Es ist faszinierend, wie unterschiedlich Komponisten auf die Herausforderung der Avantgarde reagieren können. Während die Nachkriegsavantgarde mit seriellem Dogma und elektronischen Experimenten die Zukunft beschwor, entschieden sich andere für eine Abkehr, die nicht im Rückzug, sondern in der Umdeutung lag. Witold Lutosławski und Michael Daugherty sind zwei exemplarische Fälle – und doch könnten ihre Strategien kaum gegensätzlicher sein. Daughertys „Raise the Roof« aus dem Jahr 2003 ist ein Konzert für Pauke und Orchester, das die Avantgarde spielerisch ironisiert. Mittelalterlicher Choral trifft auf Rock- und Latin-Rhythmen, die Pauke wird zum Solisten, das Orchester zur „Bigband«. Hier liegt die Abkehr von radikalen Prinzipien der Aventgarde nicht in der Rückwendung, sondern in der Hybridisierung von Hochkultur und Popkultur. Avantgarde wird zum Spielmaterial, nicht zum Dogma. Die Idee, Pauken solistisch einzusetzen, hatte übrigens schon Mozart: im Rondo seiner Serenata notturna gibt es tatsächlich eine Kadenz für das Schlaginstrument!
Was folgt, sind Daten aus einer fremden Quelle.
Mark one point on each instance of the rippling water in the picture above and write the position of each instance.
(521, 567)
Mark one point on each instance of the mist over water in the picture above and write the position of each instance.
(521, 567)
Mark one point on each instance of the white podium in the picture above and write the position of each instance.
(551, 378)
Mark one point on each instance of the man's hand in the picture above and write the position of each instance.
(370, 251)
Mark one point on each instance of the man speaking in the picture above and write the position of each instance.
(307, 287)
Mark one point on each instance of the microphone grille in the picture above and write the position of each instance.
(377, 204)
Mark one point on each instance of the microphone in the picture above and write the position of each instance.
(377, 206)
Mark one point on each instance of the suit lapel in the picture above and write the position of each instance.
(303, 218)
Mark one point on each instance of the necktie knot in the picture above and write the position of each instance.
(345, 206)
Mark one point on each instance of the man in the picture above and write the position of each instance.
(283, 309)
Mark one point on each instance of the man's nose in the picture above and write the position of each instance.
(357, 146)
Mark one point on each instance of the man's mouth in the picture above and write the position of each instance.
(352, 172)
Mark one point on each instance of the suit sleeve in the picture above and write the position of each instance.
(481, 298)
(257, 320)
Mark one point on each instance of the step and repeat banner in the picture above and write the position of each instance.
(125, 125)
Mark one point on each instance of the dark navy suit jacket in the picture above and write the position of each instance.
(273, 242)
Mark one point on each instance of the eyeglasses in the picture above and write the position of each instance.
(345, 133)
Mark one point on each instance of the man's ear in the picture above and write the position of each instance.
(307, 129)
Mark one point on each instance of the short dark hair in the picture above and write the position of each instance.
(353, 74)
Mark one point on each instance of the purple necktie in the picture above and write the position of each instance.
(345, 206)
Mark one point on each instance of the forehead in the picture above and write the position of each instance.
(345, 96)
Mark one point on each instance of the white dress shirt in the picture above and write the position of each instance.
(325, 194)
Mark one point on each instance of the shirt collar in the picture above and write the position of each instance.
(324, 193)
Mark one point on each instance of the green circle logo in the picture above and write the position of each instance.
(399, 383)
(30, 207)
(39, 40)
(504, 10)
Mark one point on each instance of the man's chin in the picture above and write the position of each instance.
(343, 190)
Beide Werke zeigen, dass die Abkehr von Avantgarde nicht im Rückzug liegt, sondern in der Neudefinition von Erneuerung. Lutosławski baut eine Brücke zurück zur Tradition, Daugherty eine Brücke hinaus in die Popkultur. Der eine erhebt das Orchester zum Solisten, der andere die Pauke. Gemeinsam beweisen sie: Die Avantgarde ist nicht nur Vorhut – sie ist auch der Spiegel, an dem sich jede neue Musik misst, sei es durch Transformation oder durch ironische Umspielung.

Und in beiden Stücken konnte das Sinfonieorchester der Balearen die ganze Palette seiner Spielkultur zur Schau stellen. Nuno Coelho setzte mit präziser Gestik und einem hochentwickelten Sinn für Klangfarben Energien frei, die das Publikum förmlich ansprangen, packten und mitrissen. Javier Equillor ließ die Paukenbatterie zum Star eines virtuosen Spektakels avancieren und bedankte sich für den begeisterten Applaus mit einer fetzigen Zugabe.

Das vierte Abokonzert findet am kommenden Donnerstag statt. Beethovens Neunte steht auf dem Programm, am Pult wird Pablo Mielgo stehen.